Keuchend hastete sie durch das Gewühl der Schlacht, so sehr in Eile, dass sie sich nicht ein einziges Mal fragte, weshalb niemand sie erkannte oder den Versuch unternahm, sie aufzuhalten. Natürlich wurde sie erkannt, aber Devetakis Befehl lautete einfach und unmissverständlich: Wratha der Auferstandenen darf nichts geschehen! Sie gehört mir! Und dies war nun der Fall!

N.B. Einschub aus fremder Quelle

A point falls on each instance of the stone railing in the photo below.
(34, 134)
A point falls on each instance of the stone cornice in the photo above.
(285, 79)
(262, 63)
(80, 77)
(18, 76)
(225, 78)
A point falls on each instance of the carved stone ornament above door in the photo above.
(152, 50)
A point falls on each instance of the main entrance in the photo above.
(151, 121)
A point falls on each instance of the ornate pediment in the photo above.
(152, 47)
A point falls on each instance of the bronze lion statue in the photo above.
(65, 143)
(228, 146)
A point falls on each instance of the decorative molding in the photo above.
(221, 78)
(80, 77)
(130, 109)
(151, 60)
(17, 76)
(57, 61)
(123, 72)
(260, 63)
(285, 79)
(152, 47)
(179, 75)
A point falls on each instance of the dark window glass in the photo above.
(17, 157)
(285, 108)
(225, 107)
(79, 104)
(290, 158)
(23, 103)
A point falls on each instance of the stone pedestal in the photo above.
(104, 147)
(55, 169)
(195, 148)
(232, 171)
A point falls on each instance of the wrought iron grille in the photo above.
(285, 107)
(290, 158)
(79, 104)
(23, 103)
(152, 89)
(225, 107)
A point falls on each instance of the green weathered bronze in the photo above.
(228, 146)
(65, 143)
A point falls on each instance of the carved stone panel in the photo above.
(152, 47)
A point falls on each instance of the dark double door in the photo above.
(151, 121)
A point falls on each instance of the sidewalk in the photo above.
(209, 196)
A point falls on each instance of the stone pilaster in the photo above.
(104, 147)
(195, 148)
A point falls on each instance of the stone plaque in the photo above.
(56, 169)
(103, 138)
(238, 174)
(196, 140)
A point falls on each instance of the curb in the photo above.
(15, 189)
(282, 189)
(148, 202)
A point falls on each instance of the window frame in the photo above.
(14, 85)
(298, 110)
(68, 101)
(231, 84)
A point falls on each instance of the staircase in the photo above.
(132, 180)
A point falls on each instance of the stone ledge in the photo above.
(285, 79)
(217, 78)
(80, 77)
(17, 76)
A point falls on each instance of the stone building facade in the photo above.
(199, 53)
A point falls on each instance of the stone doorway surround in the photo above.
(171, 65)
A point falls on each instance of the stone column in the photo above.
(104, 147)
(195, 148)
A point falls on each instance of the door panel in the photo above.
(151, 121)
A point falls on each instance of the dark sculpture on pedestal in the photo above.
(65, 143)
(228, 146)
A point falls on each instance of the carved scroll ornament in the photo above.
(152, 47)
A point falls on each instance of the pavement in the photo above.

Als Wratha den Mauerturm betrat, sah sie ihren Flieger lang gestreckt vor sich liegen. Blut schoss ihm aus der Kehle, die bis zum Rückgrat hin aufgeschlitzt war. Gurgelnd wälzte er sich kraftlos hin und her. Mit ihm ging es eindeutig zu Ende. Daneben erblickte sie Devetaki. Wratha trug ihren fleischverklebten Handschuh mit Lederriemen am Arm befestigt. Doch schon im nächsten Augenblick hielten sie zwei von Devetakis kräftigsten Leutnanten rechts und links fest, und ein dritter Mann hinter ihr drückte ihr einen spitzen Eisenholzpfahl ins Kreuz. Devetaki trat vor und nahm ihr mit einem raschen Handgriff den Kneblaschzerstäuber weg, den Wratha, wie sie wusste, unter ihrem Gewand verbarg. Derart wurde die Lady entwaffnet.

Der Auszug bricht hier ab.